I have a method in mind for doing this, it's not pull request ready but I have some code snippets I could share too. The basic idea is that you run through some iterations where you guarantee no duplicates can form at each iteration.

The representatives table at iteration i must track several things:

  • node_id: the id corresponding (uniquely, across all source datasets) to that record.
  • source_dataset the source dataset corresponding to the node_id. Unlike connected components, this can't be dropped since it's needed to determine whether links should be accepted at each iteration.
  • representative: a representative id for the cluster this record belongs to.

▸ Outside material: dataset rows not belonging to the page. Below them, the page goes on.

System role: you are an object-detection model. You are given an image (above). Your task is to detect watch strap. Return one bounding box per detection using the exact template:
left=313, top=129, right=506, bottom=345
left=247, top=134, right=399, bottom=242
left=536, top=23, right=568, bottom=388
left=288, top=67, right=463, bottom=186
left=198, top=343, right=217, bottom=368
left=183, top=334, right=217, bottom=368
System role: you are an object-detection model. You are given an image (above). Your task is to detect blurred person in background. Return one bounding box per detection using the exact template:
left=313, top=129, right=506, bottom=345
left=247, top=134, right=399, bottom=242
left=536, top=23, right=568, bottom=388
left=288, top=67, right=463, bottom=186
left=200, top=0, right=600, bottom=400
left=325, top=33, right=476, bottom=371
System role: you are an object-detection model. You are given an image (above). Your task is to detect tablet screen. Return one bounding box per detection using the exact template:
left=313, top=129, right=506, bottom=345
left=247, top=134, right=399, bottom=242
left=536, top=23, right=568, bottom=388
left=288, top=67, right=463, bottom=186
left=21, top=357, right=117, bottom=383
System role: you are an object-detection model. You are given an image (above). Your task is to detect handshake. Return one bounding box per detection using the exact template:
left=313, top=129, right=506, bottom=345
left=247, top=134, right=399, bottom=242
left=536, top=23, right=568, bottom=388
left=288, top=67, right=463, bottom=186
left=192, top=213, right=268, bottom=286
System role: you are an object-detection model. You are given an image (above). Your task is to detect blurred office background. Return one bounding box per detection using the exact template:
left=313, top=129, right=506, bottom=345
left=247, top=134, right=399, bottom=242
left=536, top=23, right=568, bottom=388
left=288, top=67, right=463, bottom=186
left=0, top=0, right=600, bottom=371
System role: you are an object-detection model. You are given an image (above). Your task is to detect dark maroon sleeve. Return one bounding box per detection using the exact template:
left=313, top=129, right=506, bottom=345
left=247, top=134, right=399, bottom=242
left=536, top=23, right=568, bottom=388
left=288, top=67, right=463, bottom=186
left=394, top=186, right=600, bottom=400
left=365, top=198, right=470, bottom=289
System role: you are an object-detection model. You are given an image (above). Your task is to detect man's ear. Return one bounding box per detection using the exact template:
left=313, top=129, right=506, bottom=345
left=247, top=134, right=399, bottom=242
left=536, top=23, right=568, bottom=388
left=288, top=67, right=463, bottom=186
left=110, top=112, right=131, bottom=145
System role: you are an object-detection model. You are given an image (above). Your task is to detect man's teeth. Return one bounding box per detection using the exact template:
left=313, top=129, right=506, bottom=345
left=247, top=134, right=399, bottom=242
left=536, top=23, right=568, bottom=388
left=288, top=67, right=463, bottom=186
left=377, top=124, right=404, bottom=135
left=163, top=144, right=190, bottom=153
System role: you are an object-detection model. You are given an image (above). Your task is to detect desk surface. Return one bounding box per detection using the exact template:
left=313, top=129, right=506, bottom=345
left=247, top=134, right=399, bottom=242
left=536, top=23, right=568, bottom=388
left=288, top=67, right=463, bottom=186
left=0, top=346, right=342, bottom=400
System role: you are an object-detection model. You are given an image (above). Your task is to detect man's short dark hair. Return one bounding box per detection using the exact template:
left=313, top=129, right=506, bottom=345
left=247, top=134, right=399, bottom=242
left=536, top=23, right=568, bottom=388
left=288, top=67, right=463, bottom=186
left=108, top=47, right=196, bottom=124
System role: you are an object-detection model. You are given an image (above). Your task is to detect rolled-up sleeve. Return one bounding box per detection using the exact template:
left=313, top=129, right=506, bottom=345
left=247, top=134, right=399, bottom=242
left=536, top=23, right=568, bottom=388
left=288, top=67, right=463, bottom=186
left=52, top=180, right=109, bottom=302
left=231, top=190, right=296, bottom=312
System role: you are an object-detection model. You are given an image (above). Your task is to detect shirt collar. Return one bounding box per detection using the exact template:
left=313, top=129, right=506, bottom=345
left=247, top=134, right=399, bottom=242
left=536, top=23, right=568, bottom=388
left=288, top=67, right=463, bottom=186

Within an iteration we calculate some extra columns for the current representatives table:

  • contains_{sd} a boolean value for each source_dataset name sd, indicating whether the cluster contains a record from sd. For example, with datasets A, B, and C, we'd have columns contains_A, contains_B, contains_C.

Then we determine what the neighbours at this iteration will be. For each node_id in the neighbours table, we rank all of the incoming and outgoing edges by their match probability (where the edges aren't between nodes in the same cluster). We take the edges with rank_l and rank_r equal to 1, and then we filter out any edges that would introduce a duplicate, by checking the contains_{sd} flags on each side of the edge.
Ties could be dealt with at this step, using something arbitrary like row_number() instead of rank() or by detecting then dropping tied links.

Finally, the representatives table is updated in the same way as it is in the connected components iterations (join the previous representatives table with the neighbours.

Iterations finish when the clusters stabilise, i.e. when the count of nodes where rep_match = true reaches 0. I think the way this is set it should converge in at most k-1 iterations where k is the number of datasets.

@aymonwuolanne aymonwuolanne added the enhancement New feature or request label Dec 16, 2024
@RobinL
Copy link
Member

RobinL commented Dec 17, 2024

See also #251

Yes - definitely interested in adding support for this.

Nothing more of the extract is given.